New Zealand has actively promoted the end of impunity for the most horrific crimes of violence affecting women such as those committed in times of armed conflict, including systematic rape, or sexual slavery. We are pleased to acknowledge the election of seven women judges to the recently established International Criminal Court. This is a significant development, and we hope that as a result of the establishment of this court, and the inclusion of women and experts on the human rights of women, that the international community will be better equipped to respond robustly to such gross violations of women’s rights.
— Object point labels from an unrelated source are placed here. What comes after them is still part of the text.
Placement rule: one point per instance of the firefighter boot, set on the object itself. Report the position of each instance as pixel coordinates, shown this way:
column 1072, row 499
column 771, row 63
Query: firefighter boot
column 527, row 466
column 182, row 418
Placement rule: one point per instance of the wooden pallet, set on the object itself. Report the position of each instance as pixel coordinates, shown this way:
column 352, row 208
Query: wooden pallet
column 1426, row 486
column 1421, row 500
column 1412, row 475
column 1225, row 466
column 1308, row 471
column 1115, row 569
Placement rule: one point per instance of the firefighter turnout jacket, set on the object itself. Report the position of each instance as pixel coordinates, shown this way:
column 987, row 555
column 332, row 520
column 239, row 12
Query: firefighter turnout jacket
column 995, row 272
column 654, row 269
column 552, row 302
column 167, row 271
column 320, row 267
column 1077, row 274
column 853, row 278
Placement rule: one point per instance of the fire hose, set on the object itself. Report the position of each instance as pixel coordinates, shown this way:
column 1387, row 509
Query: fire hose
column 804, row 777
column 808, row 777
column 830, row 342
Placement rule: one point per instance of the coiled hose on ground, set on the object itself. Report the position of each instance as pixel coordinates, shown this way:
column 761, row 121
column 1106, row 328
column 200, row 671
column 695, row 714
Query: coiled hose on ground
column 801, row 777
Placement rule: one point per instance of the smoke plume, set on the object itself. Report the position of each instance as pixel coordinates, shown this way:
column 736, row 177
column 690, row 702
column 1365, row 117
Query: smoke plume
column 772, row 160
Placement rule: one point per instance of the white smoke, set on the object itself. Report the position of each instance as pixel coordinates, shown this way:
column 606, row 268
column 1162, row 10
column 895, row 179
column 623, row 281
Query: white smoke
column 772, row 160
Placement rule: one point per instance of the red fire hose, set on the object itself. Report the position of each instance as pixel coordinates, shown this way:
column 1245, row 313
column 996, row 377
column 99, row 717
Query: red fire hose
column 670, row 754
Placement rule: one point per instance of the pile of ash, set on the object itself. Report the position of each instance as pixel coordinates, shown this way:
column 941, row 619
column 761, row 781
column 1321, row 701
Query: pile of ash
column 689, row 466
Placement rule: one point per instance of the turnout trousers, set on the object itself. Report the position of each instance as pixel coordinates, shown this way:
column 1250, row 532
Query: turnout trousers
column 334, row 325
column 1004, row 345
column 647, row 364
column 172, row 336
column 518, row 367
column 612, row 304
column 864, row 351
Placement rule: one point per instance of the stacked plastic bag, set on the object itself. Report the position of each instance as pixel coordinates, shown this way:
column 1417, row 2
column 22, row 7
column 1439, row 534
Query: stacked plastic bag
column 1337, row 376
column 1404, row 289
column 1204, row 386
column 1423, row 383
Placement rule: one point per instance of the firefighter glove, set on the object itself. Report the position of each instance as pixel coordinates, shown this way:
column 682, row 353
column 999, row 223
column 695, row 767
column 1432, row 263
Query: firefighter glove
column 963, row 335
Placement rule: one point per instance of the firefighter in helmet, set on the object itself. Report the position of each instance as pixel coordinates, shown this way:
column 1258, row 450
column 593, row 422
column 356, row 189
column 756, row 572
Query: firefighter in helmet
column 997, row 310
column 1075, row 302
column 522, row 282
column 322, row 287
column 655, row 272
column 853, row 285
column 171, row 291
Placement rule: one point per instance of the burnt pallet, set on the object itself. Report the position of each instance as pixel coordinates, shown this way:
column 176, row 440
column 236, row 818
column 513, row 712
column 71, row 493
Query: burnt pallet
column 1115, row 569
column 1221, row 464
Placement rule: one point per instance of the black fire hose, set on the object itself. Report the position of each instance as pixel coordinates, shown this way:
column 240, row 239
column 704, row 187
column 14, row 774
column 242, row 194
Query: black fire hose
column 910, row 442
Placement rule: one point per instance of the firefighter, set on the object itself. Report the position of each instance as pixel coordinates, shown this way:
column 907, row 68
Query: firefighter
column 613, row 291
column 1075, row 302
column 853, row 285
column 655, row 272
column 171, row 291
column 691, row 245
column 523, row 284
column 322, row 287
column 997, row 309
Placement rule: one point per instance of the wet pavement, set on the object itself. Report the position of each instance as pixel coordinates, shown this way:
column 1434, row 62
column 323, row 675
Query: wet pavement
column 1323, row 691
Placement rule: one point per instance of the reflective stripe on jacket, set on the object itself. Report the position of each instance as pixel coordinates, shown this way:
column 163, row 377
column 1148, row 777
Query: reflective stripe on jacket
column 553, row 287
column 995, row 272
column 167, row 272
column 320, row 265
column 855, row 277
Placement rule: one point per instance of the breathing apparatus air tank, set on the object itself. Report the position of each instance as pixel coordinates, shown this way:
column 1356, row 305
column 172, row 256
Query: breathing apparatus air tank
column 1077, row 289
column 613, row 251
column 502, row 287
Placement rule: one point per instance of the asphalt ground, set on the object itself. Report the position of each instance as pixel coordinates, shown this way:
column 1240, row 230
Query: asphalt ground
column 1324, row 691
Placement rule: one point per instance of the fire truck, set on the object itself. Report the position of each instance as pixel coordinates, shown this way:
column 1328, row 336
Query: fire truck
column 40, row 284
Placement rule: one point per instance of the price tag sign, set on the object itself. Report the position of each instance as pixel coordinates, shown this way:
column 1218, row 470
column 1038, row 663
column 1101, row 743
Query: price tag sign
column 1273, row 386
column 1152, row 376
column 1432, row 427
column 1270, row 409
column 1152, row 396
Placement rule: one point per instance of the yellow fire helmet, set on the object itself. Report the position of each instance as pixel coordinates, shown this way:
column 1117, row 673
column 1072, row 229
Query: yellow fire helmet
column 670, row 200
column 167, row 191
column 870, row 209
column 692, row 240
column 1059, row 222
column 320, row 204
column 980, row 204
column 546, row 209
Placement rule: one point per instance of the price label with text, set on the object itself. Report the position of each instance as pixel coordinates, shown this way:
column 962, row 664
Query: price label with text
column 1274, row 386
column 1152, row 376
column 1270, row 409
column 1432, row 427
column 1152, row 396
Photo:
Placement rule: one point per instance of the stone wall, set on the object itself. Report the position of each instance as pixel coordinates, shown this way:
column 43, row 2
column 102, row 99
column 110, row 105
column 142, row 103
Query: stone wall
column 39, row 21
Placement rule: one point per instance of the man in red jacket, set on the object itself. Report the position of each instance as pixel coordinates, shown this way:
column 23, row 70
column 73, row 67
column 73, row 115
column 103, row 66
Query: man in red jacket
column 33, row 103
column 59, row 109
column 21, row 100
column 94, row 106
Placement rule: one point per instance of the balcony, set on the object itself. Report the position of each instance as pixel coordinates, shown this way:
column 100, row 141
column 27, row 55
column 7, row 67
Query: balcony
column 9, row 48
Mr Chair, we welcomed the release of the Secretary-General’s report on “women, peace and security” in October 2002. This important study has highlighted the particular impact of armed conflict, and its aftermath, on women and girls. It calls for the involvement of women in the negotiation of peace agreements and the need for gender sensitivity and inclusion of women in peacekeeping operations. We now urge states and all of the relevant UN agencies to work actively to ensure that the report’s recommendations are implemented.
New Zealand is committed to combating people smuggling and trafficking, with a particular focus on the Asia-Pacific region. This commitment is underlined by our ratification of the Protocol to the UN Convention Against Transnational Organised Crime on the Trafficking of Women and Children and the Smuggling of Migrants, and enactment of legislation to ensure that people smuggling and trafficking crimes attract stiff penalties.
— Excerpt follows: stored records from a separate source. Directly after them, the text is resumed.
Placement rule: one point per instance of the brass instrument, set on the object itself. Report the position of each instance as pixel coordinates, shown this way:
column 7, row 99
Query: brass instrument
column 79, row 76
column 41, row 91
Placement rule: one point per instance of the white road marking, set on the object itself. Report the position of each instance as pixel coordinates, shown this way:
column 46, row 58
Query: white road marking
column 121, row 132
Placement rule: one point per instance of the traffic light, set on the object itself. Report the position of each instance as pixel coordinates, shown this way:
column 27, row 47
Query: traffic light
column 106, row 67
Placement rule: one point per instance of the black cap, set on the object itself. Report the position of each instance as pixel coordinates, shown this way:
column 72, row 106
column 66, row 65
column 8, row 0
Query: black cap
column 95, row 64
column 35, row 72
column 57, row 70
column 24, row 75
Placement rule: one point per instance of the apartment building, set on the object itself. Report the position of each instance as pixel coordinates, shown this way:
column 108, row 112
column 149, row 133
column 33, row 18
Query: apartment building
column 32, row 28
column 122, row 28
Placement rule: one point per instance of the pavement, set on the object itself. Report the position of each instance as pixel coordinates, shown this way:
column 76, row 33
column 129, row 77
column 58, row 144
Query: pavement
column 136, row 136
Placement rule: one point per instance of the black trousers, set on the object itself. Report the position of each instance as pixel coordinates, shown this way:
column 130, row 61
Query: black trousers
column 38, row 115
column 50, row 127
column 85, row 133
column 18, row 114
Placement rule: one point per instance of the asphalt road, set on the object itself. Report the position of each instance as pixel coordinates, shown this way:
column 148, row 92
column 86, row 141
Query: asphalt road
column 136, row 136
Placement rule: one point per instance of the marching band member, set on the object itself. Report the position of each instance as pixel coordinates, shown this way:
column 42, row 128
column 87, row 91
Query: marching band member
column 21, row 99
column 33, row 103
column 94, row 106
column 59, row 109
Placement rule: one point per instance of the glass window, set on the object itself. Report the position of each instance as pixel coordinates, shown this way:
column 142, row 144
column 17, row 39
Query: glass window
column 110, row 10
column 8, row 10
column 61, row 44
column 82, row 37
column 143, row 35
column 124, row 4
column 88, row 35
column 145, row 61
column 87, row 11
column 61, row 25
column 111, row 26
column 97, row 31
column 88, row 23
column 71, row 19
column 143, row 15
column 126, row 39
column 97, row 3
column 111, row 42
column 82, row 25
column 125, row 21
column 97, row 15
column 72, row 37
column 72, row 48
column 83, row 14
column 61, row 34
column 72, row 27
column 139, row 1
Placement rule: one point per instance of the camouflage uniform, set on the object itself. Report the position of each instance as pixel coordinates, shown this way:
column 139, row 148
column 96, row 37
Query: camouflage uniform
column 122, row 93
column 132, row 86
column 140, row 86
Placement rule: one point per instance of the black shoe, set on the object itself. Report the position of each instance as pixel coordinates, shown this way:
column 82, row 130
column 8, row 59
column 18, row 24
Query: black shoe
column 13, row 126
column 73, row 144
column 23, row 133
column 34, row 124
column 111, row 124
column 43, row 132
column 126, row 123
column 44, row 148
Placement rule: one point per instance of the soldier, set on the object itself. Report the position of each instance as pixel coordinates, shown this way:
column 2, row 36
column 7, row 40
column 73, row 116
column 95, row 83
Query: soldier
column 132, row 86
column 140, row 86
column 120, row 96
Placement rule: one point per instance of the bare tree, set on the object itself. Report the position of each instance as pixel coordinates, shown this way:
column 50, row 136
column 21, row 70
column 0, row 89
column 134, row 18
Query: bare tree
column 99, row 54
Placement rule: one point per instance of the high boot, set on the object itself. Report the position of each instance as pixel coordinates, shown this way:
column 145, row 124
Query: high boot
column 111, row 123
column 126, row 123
In New Zealand, domestic violence is prohibited by law, under the Domestic Violence Act of 1995. There are also a range of programmes in place to prevent domestic violence and to respond to the victims. The Ministry of Health, for example, have focused on ensuring that the whole health sector recognise, and respond to, the victims of family violence. The Te Rito Family Violence Prevention Strategy has established a five- year plan to work towards the elimination of family violence. Importantly, this strategy recognises the gendered nature of family violence.
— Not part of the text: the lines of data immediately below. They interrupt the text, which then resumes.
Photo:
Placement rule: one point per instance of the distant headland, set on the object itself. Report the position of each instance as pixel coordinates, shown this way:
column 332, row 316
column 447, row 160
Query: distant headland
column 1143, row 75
For many years New Zealand, through our development assistance programme, has worked with both government agencies and non-governmental organisations to eliminate violence against women in Pacific Island countries. This has included assistance to governments to strengthen legislative and welfare responses, as well as supporting women’s groups to open centres for women and children, some of which have also operated as safe houses or refuges. New Zealand has also assisted with the production of appropriate educational and advocacy material designed to raise the level of awareness of issues such as domestic violence and the rights of women.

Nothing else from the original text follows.